Burnham directed Jerrod Carmichael's comedy special 8 (2017) for HBO and Chris Rock's comedy special Tamborine (2018) for Netflix. In an interview with Vulture, he discussed his directorial outlook when directing a comedy special: "I approached [the special], which was me taking stock of the feelings that I get out of watching this person perform and asking, 'How can I recreate that for the audience as best as possible? How can I make a good container for the thing?' But the thing is being provided by them, so a lot of directing is just getting out of their way."

In 2019, it was announced Burnham would contribute songs to the upcoming Sesame Street film.

In 2020, Burnham played the protagonist's love interest Ryan Cooper in the black comedy revenge thriller film Promising Young Woman.
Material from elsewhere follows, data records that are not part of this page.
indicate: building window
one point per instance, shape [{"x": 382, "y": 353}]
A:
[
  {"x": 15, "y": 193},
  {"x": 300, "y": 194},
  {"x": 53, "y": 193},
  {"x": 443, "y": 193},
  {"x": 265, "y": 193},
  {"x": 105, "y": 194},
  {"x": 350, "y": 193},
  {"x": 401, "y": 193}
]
The film debuted at the Sundance Film Festival, where it received critical acclaim, and was later nominated for the Academy Award for Best Picture. In an interview, Burnham stated, "This is a story I could never tell. This is a perspective I don't have. After doing my own things, it's like I really like the idea of, I just want to serve someone else's vision."

In March 2021, Burnham was cast as Boston Celtics legend Larry Bird in Winning Time: The Rise of the Lakers Dynasty from HBO. Due to scheduling conflicts, he left the series in August 2021.

2021–present: Inside 
In April 2021, Burnham ended his social media hiatus to announce that May 30 would see the release of his fourth special, Inside. Created by Burnham alone in his home's guest house without a crew or audience during the COVID-19 pandemic, Inside received widespread acclaim. It was nominated in six categories for the 73rd Primetime Creative Arts Emmy Awards, winning three for Outstanding Music Direction, Outstanding Writing, and Outstanding Directing for a Variety Special. Burnham also received two nominations at the 64th Annual Grammy Awards for Best Music Film and Best Song Written for Visual Media ("All Eyes on Me"), although the special was ruled ineligible for Best Comedy Album. Three songs from the album ("Bezos I", "All Eyes on Me", and "Welcome to the Internet") earned Burnham his first charting songs on the US Bubbling Under Hot 100 and Global 200 charts. They were certified gold in the United States, as did the accompanying album, Inside (The Songs).

Burnham directed, edited, and executive produced Carmichael's comedy special Rothaniel (2022), which received acclaim, including the 74th Emmy award for best writing for a variety special.

On May 30, 2022, the one-year anniversary of Inside, Burnham released 63 minutes of unseen footage from the special on YouTube. Titled The Inside Outtakes, it has garnered over 6 million views as of August 2022. The video received positive reviews. In June 2022, he released an accompanying album with the same name containing all the songs from the video and two new others. He also released Inside (Deluxe), an album containing all of the songs from Inside and the outtakes, as well as all of the ambient and instrumental tracks from the special and its outtakes.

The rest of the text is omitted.